This may be the only time I link to Mr. Andrew Sullivan without exasperated comment. But today is the day the Supreme Court said that all Americans can to marry who they love, and that have the absolute right to have that marriage recognized no matter where they live. This is a cause for which Mr. Sullivan and many others have been fighting hard for a very long time and against very long odds and I am so very glad for him and for all Americans who have been cheated out of this basic human right for so long that this day has finally come.
...I think of the gay kids in the future who, when they figure out they are different, will never know the deep psychic wound my generation – and every one before mine – lived through: the pain of knowing they could never be fully part of their own family, never befully a citizen of their own country. I think, more acutely, of the decades and centuries of human shame and darkness and waste and terror that defined gay people’s lives for so long. And I think of all those who supported this movement who never lived to see this day, who died in the ashes from which this phoenix of a movement emerged. This momentous achievement is their victory too – for marriage, as Kennedy argued, endures past death.

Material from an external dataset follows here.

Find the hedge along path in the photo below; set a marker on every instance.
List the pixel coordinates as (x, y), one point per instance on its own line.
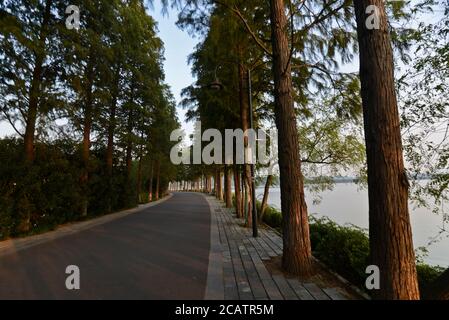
(244, 261)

I never believed this would happen in my lifetime when I wrote my first several TNR essays and then my book, Virtually Normal, and then the anthology and the hundreds and hundreds of talks and lectures and talk-shows and call-ins and blog-posts and articles in the 1990s and 2000s. I thought the book, at least, would be something I would have to leave behind me – secure in the knowledge that its arguments were, in fact, logically irrefutable, and would endure past my own death, at least somewhere. I never for a millisecond thought I would live to be married myself. Or that it would be possible for everyone, everyone in America.
But it has come to pass. All of it. In one fell, final swoop.